The Visibility of Oppinion Changes

During the recent 2 weeks, a heated debate evolved in the blogger community: Mark Pilgrim set up the “Winer Watcher”, a blog that mirrors Dave Winer’s blog entries every 5 minutes using Dave’s RSS feed, makes a diff on the feeds to indicate changes made by Dave to his postings over time, and shows the changes in chronological order. Dave Winer urged Mark Pilgrim to stop his service and Mark (still?) shut out the public from the Winer Watcher with pasword protection. Read more about this debate and some legal implications in the comment by Karl-Friedrich Lenz.

Now, what’s my oppinion? I am very much in favour of transparency, in private as well as in the public. Transparency is one precondition for mutual trust. If you change your oppinion, make it transparent so that everyone can understand what and why you are doing it.

Dave Winer argued that Mark Pilgrim takes away Dave’s right to change his mind by setting up the Winer Watcher. Ok, an application, solely meant to track changes of one individual’s thoughts, must feel awful for the person affected. But Dave is a “prominent” blogger who – from Marks viewpoint – seems to behave badly as far as transparency is concerned. The conflict between both of them emerged because Dave did not cease to change his blog entries and denying things he had written before. At least, this is what the pro-Mark fraction thinks.

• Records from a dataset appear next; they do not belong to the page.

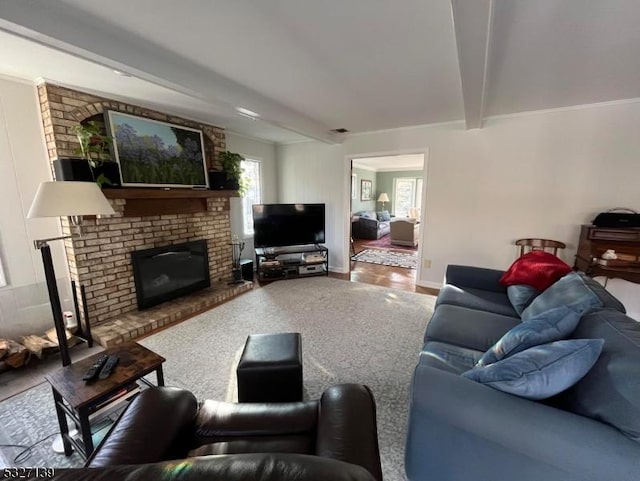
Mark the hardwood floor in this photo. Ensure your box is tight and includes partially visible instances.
[338,239,439,295]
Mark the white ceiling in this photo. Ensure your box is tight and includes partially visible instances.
[352,154,424,172]
[0,0,640,142]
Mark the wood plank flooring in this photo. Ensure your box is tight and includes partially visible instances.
[340,239,439,295]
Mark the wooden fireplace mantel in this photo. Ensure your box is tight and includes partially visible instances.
[102,187,238,217]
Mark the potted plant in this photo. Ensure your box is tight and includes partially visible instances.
[54,120,120,187]
[212,150,249,197]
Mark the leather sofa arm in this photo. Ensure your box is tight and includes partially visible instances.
[444,264,507,292]
[87,387,198,467]
[195,400,318,444]
[316,384,382,481]
[61,454,375,481]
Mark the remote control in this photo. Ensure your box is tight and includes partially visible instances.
[82,354,109,381]
[98,356,120,379]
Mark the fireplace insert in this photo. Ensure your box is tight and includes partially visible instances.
[131,240,211,309]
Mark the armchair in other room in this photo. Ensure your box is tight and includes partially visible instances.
[391,219,420,247]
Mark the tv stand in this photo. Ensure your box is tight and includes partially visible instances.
[255,244,329,281]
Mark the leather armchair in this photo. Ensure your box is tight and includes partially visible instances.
[391,219,420,246]
[79,384,382,481]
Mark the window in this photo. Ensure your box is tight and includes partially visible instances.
[393,177,422,217]
[240,159,262,236]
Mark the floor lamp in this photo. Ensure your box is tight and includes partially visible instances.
[378,192,389,210]
[27,182,115,366]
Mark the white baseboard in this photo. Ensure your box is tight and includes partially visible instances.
[329,266,350,274]
[416,281,442,289]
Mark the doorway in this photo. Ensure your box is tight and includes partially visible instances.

I personally do not understand, why Dave acts that aggressively. Writing in the public, especially in a medium like the Internet, means that many people can aggregate and cachy your texts – even before RSS feeds emerged. Searching Google for my name, will bring up many Web sites being more than 7 years old and they show some parts of my personality. And yes, I have changed in those 7 years and my oppinions as well. Clever minds will understand when comparing those old Websites in a chronological order. So what?

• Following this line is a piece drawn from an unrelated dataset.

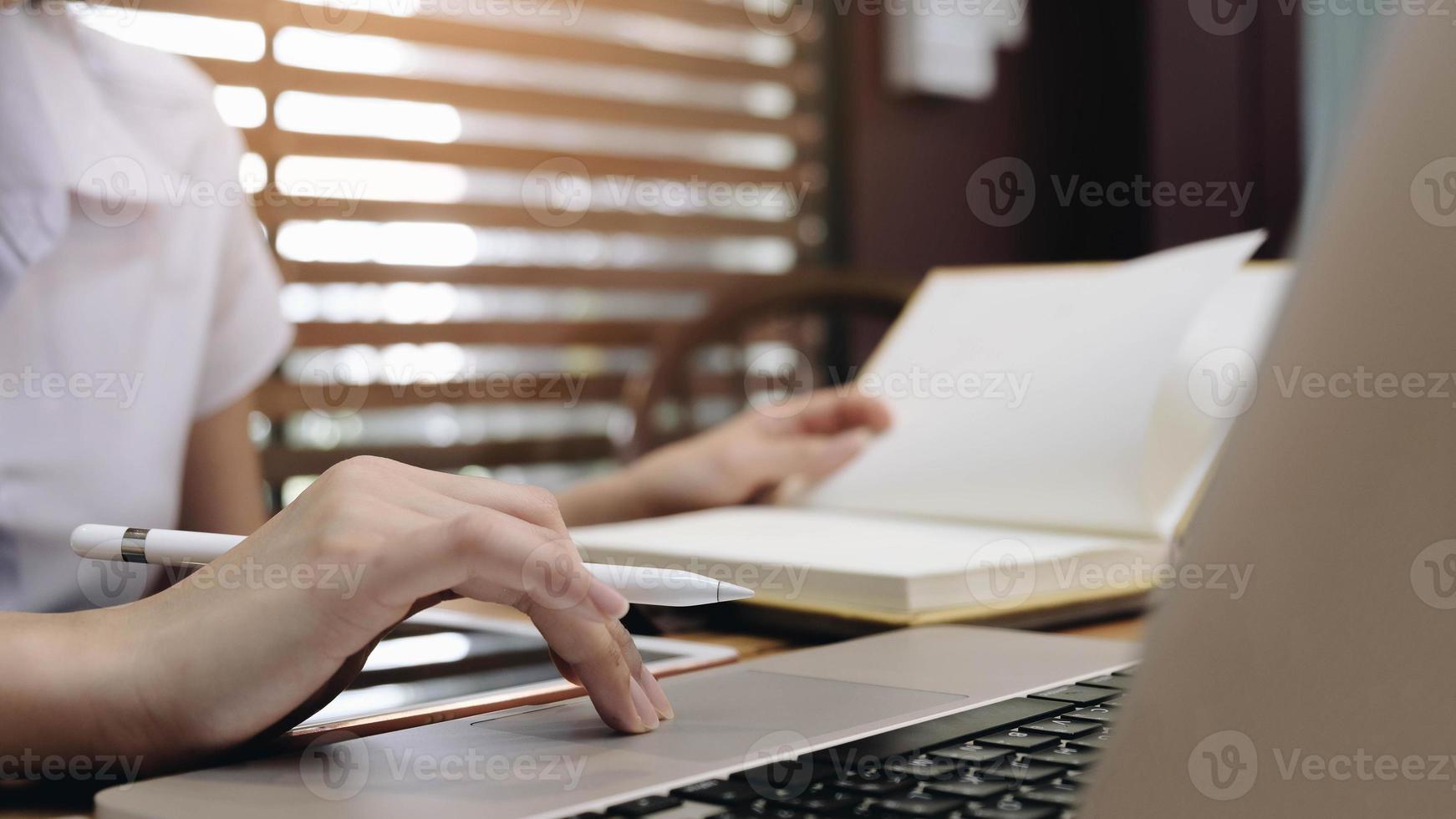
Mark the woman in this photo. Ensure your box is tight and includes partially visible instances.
[0,0,888,771]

People publishing printed articles and books, cannot later take them out of any library in the world just because they published a new version of their document where their oppinions changed. Writers like the philosopher Wittgenstein completely changed their oppinion during their life – and that’s what is so interesting about his thinking.

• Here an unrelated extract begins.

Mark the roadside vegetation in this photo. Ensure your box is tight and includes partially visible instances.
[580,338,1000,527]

Webloggers publish tiny articles everyday and up to know, they could change the content without advertising the changes in a diff as Wikis do for example. I am in favour of the visibilty of oppinion changes and it does not matter if they are processed with computational means like a diff between RSS feeds, or in a scholar’s mind comparing Wittgensteins two contrary books. The only thing everyone has to decide on his own is: how much of my thinking do I want to be public and how much do I want to keep private? In any case, you should be transparent in what you are doing, otherwise it is unlikely that people will trust you.